Though the number estimates of stranded fish  seems like a lot of “dead fish”, it is only a tiny fraction of the the commercial landings of this important, nay critical, forage fish species which is so important over such a an extensive geographic range comprising all of the Atlantic east coast,  Some recent data (Wikipedia: Atlantic Menhaden dl: 12/2020) indicate that commercial purse seiners in 2015 were permitted to  take  approximately 200,000 metric tons off this fish, or roughly 400,000,000 pounds ( or about that many individual one lb fish). Other estimates indicate as much as 500,000 metric tons or half a million metric tons of fish were landed annually in earlier dates.  


The federal agencies which partly control commercial fishing as well as commercial fishermen themselves suggest that the stocks of menhaden are not “overfished”.  There is a technical definition for this term.  But one does not have to be an expert on fish management to understand that by removing the huge numbers (in hundreds of thousands of  tons) of a major forage fish from the coastal ocean to make fish oil, lipstick, animal feed, and fish oil pills —simply  denies this same  amount of hundreds of thousands of metric tons of of food resource to  the many species which have evolved over the millennia to depend on the menhaden as a source of sustenance. Clearly, if we remove this much food from the sea,  we must expect we are denying food to other species and thus must expect a decline in those species of fish and other creatures which depend on that species for survival.  
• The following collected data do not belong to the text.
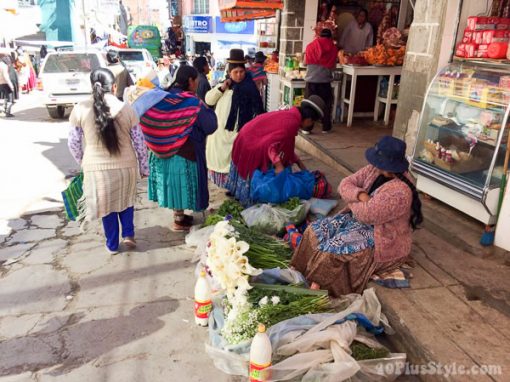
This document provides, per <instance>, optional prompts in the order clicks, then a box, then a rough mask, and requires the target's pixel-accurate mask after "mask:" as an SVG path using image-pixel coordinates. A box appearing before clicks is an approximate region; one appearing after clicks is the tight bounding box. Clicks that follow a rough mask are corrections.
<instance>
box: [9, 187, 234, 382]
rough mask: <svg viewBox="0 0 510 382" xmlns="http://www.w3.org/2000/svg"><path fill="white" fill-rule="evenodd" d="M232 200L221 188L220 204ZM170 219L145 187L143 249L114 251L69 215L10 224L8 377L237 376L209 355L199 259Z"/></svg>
mask: <svg viewBox="0 0 510 382" xmlns="http://www.w3.org/2000/svg"><path fill="white" fill-rule="evenodd" d="M223 195H224V193H223V192H220V191H219V190H216V191H214V190H213V191H212V201H213V203H212V204H213V205H215V204H218V203H220V202H221V200H222V198H223ZM197 218H199V219H201V214H199V215H198V216H197ZM170 222H171V213H170V211H169V210H166V209H161V208H157V207H156V206H155V205H154V204H153V203H151V202H148V201H147V197H146V193H145V186H140V187H139V194H138V203H137V206H136V214H135V225H136V237H137V241H138V249H137V250H136V251H131V252H123V253H121V254H119V255H116V256H111V255H109V254H107V253H106V251H105V247H104V242H103V240H104V238H103V234H102V228H101V227H100V225H99V224H93V225H91V226H90V227H89V228H88V229H87V230H86V232H85V233H81V232H80V229H79V228H78V227H77V225H76V224H75V223H73V222H71V223H68V222H66V221H65V218H64V216H63V213H62V212H60V213H54V212H50V213H46V214H38V215H32V216H24V217H22V218H20V219H16V220H11V221H10V226H11V228H12V229H13V232H12V233H11V235H10V236H9V237H8V238H7V239H6V242H4V243H3V244H2V245H1V247H0V264H1V265H0V380H1V381H2V382H4V381H6V382H7V381H38V382H49V381H73V382H81V381H83V382H85V381H94V382H96V381H108V382H114V381H115V382H116V381H119V382H121V381H122V382H125V381H137V382H144V381H147V382H149V381H150V382H157V381H162V382H163V381H211V380H214V381H233V380H235V379H234V378H231V377H229V376H227V375H225V374H223V373H221V372H219V371H217V370H216V369H215V368H214V366H213V363H212V361H211V360H210V359H209V357H208V356H207V354H206V353H205V350H204V342H205V341H206V338H207V329H204V328H199V327H197V326H195V323H194V317H193V287H194V282H195V275H194V270H195V264H194V263H193V262H192V261H191V260H192V257H193V254H192V252H191V251H190V250H189V249H187V248H185V247H184V245H183V243H184V234H177V233H173V232H171V231H170V229H169V226H170Z"/></svg>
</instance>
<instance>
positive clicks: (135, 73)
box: [117, 49, 157, 80]
mask: <svg viewBox="0 0 510 382" xmlns="http://www.w3.org/2000/svg"><path fill="white" fill-rule="evenodd" d="M117 51H118V52H119V58H120V60H121V61H122V62H123V63H124V65H126V67H127V69H128V70H129V72H130V73H131V75H132V76H133V77H134V78H135V80H137V79H139V78H140V76H141V75H142V74H144V73H147V71H148V70H150V69H153V70H156V69H157V65H156V63H155V62H154V60H153V58H152V55H151V54H150V53H149V51H148V50H147V49H118V50H117Z"/></svg>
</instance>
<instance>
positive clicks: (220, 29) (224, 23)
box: [216, 16, 255, 34]
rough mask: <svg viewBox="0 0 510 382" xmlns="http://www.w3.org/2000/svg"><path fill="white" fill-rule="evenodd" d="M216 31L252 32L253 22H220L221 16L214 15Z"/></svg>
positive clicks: (251, 32) (230, 31)
mask: <svg viewBox="0 0 510 382" xmlns="http://www.w3.org/2000/svg"><path fill="white" fill-rule="evenodd" d="M216 33H236V34H253V33H255V22H254V21H253V20H249V21H240V22H236V23H222V22H221V18H220V17H219V16H216Z"/></svg>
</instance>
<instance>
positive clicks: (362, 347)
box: [351, 341, 390, 361]
mask: <svg viewBox="0 0 510 382" xmlns="http://www.w3.org/2000/svg"><path fill="white" fill-rule="evenodd" d="M351 351H352V358H354V359H355V360H356V361H362V360H364V359H378V358H386V357H388V356H389V355H390V352H389V350H388V349H385V348H378V349H375V348H374V349H372V348H371V347H369V346H367V345H365V344H363V343H361V342H358V341H353V343H352V344H351Z"/></svg>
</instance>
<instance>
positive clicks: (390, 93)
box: [340, 65, 402, 127]
mask: <svg viewBox="0 0 510 382" xmlns="http://www.w3.org/2000/svg"><path fill="white" fill-rule="evenodd" d="M342 69H343V73H344V76H351V91H350V94H349V98H348V99H347V98H345V93H346V89H347V80H346V78H344V81H343V83H342V93H341V99H340V102H341V108H342V120H341V121H342V122H343V120H344V116H345V104H347V105H349V107H348V109H347V126H348V127H350V126H352V118H353V116H354V100H355V99H356V80H357V77H359V76H378V77H379V79H378V81H377V91H376V96H375V107H374V121H377V120H378V118H379V106H380V104H381V103H384V104H385V110H384V124H385V125H388V123H389V121H390V109H391V104H395V103H397V100H396V99H392V95H393V85H394V84H395V76H400V74H401V73H402V67H401V66H373V65H372V66H354V65H342ZM384 76H389V77H390V80H389V83H388V92H387V94H386V97H379V90H380V86H381V80H382V78H383V77H384Z"/></svg>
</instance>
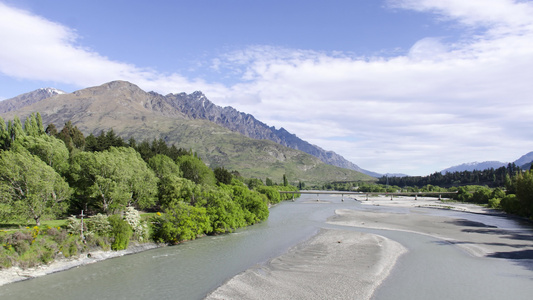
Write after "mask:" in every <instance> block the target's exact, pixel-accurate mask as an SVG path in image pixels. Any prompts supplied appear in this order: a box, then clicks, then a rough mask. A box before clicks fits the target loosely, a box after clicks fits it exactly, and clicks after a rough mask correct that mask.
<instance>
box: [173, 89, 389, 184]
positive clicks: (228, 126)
mask: <svg viewBox="0 0 533 300" xmlns="http://www.w3.org/2000/svg"><path fill="white" fill-rule="evenodd" d="M166 97H167V98H168V99H169V102H170V103H171V105H172V106H173V107H175V108H176V109H177V110H179V111H181V112H183V113H184V114H185V115H187V116H189V117H190V118H193V119H204V120H209V121H211V122H214V123H216V124H218V125H221V126H224V127H226V128H228V129H230V130H232V131H235V132H239V133H241V134H243V135H245V136H247V137H251V138H253V139H259V140H263V139H264V140H270V141H273V142H276V143H278V144H280V145H283V146H286V147H289V148H293V149H296V150H301V151H303V152H305V153H308V154H311V155H313V156H315V157H318V158H319V159H320V160H322V161H323V162H325V163H327V164H330V165H334V166H338V167H341V168H346V169H350V170H355V171H358V172H362V173H365V174H367V175H370V176H375V177H378V176H379V174H377V173H374V172H371V171H367V170H363V169H361V168H360V167H359V166H357V165H356V164H354V163H352V162H349V161H348V160H346V159H345V158H344V157H342V156H340V155H338V154H337V153H335V152H333V151H326V150H324V149H322V148H320V147H318V146H316V145H312V144H310V143H308V142H306V141H304V140H302V139H300V138H299V137H297V136H296V135H294V134H291V133H289V132H288V131H287V130H285V129H284V128H280V129H276V128H274V127H269V126H267V125H266V124H265V123H263V122H261V121H259V120H257V119H256V118H255V117H254V116H252V115H250V114H246V113H242V112H239V111H237V110H236V109H234V108H232V107H220V106H218V105H215V104H214V103H212V102H211V101H209V99H207V97H206V96H205V95H204V94H202V93H201V92H194V93H192V94H189V95H188V94H186V93H180V94H169V95H166Z"/></svg>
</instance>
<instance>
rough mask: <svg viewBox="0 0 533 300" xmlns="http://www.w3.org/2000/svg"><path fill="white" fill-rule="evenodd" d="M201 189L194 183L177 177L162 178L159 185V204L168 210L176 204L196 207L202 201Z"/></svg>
mask: <svg viewBox="0 0 533 300" xmlns="http://www.w3.org/2000/svg"><path fill="white" fill-rule="evenodd" d="M200 195H201V191H200V187H199V186H197V185H196V184H195V183H194V182H192V181H190V180H188V179H186V178H181V177H178V176H176V175H169V176H165V177H163V178H161V181H160V184H159V203H160V204H161V206H162V207H163V208H167V207H169V206H171V205H172V204H175V203H176V202H180V201H181V202H185V203H189V204H191V205H196V203H197V202H198V201H199V200H200V198H199V197H200Z"/></svg>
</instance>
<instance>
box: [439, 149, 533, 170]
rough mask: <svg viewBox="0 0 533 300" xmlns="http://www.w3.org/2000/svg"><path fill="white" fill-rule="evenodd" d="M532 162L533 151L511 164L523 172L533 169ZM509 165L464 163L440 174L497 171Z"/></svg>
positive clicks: (500, 162) (449, 169)
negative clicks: (467, 172) (485, 171)
mask: <svg viewBox="0 0 533 300" xmlns="http://www.w3.org/2000/svg"><path fill="white" fill-rule="evenodd" d="M532 161H533V151H532V152H529V153H527V154H525V155H523V156H522V157H520V158H519V159H517V160H515V161H514V162H511V163H514V164H515V165H517V166H519V167H520V168H521V169H522V170H529V168H530V167H531V162H532ZM508 164H509V163H508V162H507V163H504V162H499V161H484V162H471V163H464V164H460V165H457V166H453V167H450V168H447V169H444V170H442V171H440V172H441V173H442V174H444V173H446V172H450V173H453V172H462V171H474V170H478V171H481V170H486V169H490V168H494V169H497V168H500V167H504V166H507V165H508Z"/></svg>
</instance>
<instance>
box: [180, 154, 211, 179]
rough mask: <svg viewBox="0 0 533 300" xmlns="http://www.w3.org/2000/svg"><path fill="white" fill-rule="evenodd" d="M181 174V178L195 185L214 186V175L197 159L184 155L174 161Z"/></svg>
mask: <svg viewBox="0 0 533 300" xmlns="http://www.w3.org/2000/svg"><path fill="white" fill-rule="evenodd" d="M176 162H177V163H178V165H179V167H180V170H181V171H182V172H183V177H185V178H187V179H189V180H192V181H193V182H194V183H196V184H207V185H214V184H215V183H216V179H215V174H214V173H213V171H211V169H209V167H208V166H206V165H205V164H204V163H203V162H202V160H200V159H199V158H198V157H194V156H190V155H184V156H180V157H178V159H177V161H176Z"/></svg>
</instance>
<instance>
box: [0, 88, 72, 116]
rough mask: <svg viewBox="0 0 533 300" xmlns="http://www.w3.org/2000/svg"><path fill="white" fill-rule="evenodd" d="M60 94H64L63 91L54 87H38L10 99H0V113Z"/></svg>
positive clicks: (64, 92)
mask: <svg viewBox="0 0 533 300" xmlns="http://www.w3.org/2000/svg"><path fill="white" fill-rule="evenodd" d="M61 94H65V92H63V91H61V90H58V89H54V88H44V89H38V90H35V91H33V92H29V93H25V94H22V95H19V96H17V97H14V98H11V99H6V100H3V101H0V113H6V112H8V111H13V110H17V109H19V108H22V107H25V106H28V105H32V104H33V103H36V102H39V101H41V100H43V99H46V98H50V97H52V96H54V95H61Z"/></svg>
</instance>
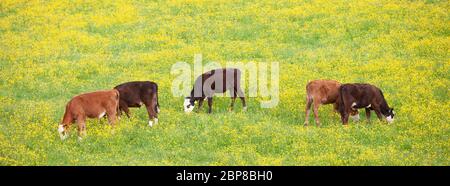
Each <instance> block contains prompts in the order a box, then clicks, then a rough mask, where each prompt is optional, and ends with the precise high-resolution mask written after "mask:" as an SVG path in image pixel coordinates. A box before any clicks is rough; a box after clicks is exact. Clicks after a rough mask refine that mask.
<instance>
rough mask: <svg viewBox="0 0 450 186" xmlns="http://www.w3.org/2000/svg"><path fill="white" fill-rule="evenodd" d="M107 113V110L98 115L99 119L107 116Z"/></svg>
mask: <svg viewBox="0 0 450 186" xmlns="http://www.w3.org/2000/svg"><path fill="white" fill-rule="evenodd" d="M105 114H106V112H102V113H100V115H98V118H99V119H101V118H103V116H105Z"/></svg>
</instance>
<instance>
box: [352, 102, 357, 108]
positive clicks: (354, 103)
mask: <svg viewBox="0 0 450 186" xmlns="http://www.w3.org/2000/svg"><path fill="white" fill-rule="evenodd" d="M354 106H356V102H353V103H352V109H353V110H355V109H354V108H353V107H354Z"/></svg>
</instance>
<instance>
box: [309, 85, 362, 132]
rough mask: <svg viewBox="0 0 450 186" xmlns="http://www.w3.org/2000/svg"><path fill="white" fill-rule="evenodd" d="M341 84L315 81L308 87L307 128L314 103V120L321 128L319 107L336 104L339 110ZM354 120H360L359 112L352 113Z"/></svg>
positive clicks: (317, 124)
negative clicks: (312, 105) (337, 98)
mask: <svg viewBox="0 0 450 186" xmlns="http://www.w3.org/2000/svg"><path fill="white" fill-rule="evenodd" d="M340 86H341V84H340V83H339V82H337V81H335V80H313V81H310V82H309V83H308V84H307V85H306V109H305V110H306V116H305V123H304V125H305V126H308V124H309V121H308V120H309V114H310V111H311V105H312V104H313V103H314V118H315V121H316V125H317V126H320V121H319V114H318V112H319V106H320V105H321V104H334V110H335V111H337V110H338V104H336V100H337V98H338V95H339V87H340ZM351 115H352V117H353V119H354V120H359V113H358V111H354V112H352V113H351Z"/></svg>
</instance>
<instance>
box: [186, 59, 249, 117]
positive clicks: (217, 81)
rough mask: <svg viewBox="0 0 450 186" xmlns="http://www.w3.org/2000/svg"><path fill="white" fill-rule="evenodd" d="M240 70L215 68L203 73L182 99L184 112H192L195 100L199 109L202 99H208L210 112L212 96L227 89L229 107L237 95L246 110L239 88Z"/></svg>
mask: <svg viewBox="0 0 450 186" xmlns="http://www.w3.org/2000/svg"><path fill="white" fill-rule="evenodd" d="M240 81H241V71H240V70H239V69H235V68H226V69H215V70H211V71H208V72H206V73H203V74H202V75H200V76H199V77H197V79H196V80H195V83H194V87H193V88H192V90H191V94H190V96H189V97H186V98H185V100H184V104H183V108H184V111H185V112H186V113H189V112H192V110H193V109H194V107H195V101H197V102H198V107H199V109H200V108H201V107H202V105H203V101H204V100H208V107H209V109H208V113H211V112H212V97H213V96H214V94H215V93H224V92H226V91H227V90H228V91H229V92H230V95H231V109H230V110H232V109H233V107H234V102H235V100H236V98H237V97H239V98H240V99H241V101H242V105H243V109H244V110H246V104H245V96H244V93H243V91H242V90H241V88H240Z"/></svg>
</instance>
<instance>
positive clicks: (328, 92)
mask: <svg viewBox="0 0 450 186" xmlns="http://www.w3.org/2000/svg"><path fill="white" fill-rule="evenodd" d="M340 86H341V84H340V83H339V82H338V81H335V80H313V81H310V82H309V83H308V84H307V85H306V92H307V94H308V95H310V96H318V97H320V99H323V100H322V102H323V103H324V104H328V103H334V102H336V99H337V98H338V95H339V87H340Z"/></svg>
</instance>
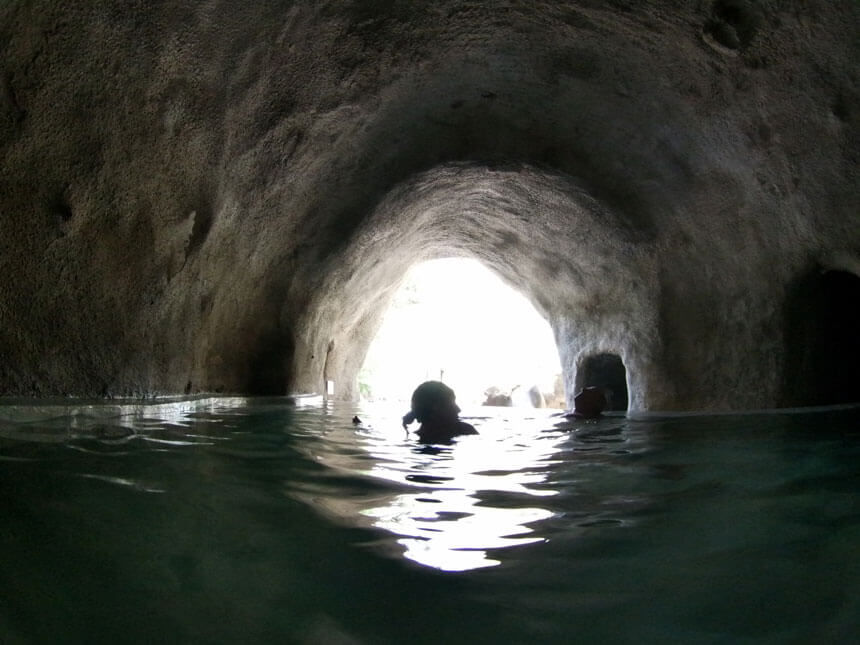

Keep in mind all wild species live on the knife edge between bare survival  and starvation. Even very small changes in population of a first line forage fish such as the Atlantic Menhaden can be expected to have a deleterious effect on those species which have evolved over thousands of years to depend on the seasonal abundance of these fish.  Thus we must expect such species as the weakfish, striped bass, bluefish, seals, dolphins, and other species which depend on bunker for sustenance to respond by falling in population levels. 


There is no “free lunch” in the sea.  There is no “excess fish stocks” which we can remove without effect on the entire ecological system. In nature every species is part of a tightly connected food web of predator and prey, of food and energy distribution  Change the system somewhere and you will alter the system.  The alterations may be irreversible and catastrophic to certain dependent species.  


So when a fisherman asks: Where did the stripers and bluefish go?  The answer may be: “Sorry but we made a choice, we chose  lipstick and fish oil supplement pills!  


Make your choice.Which would you rather have?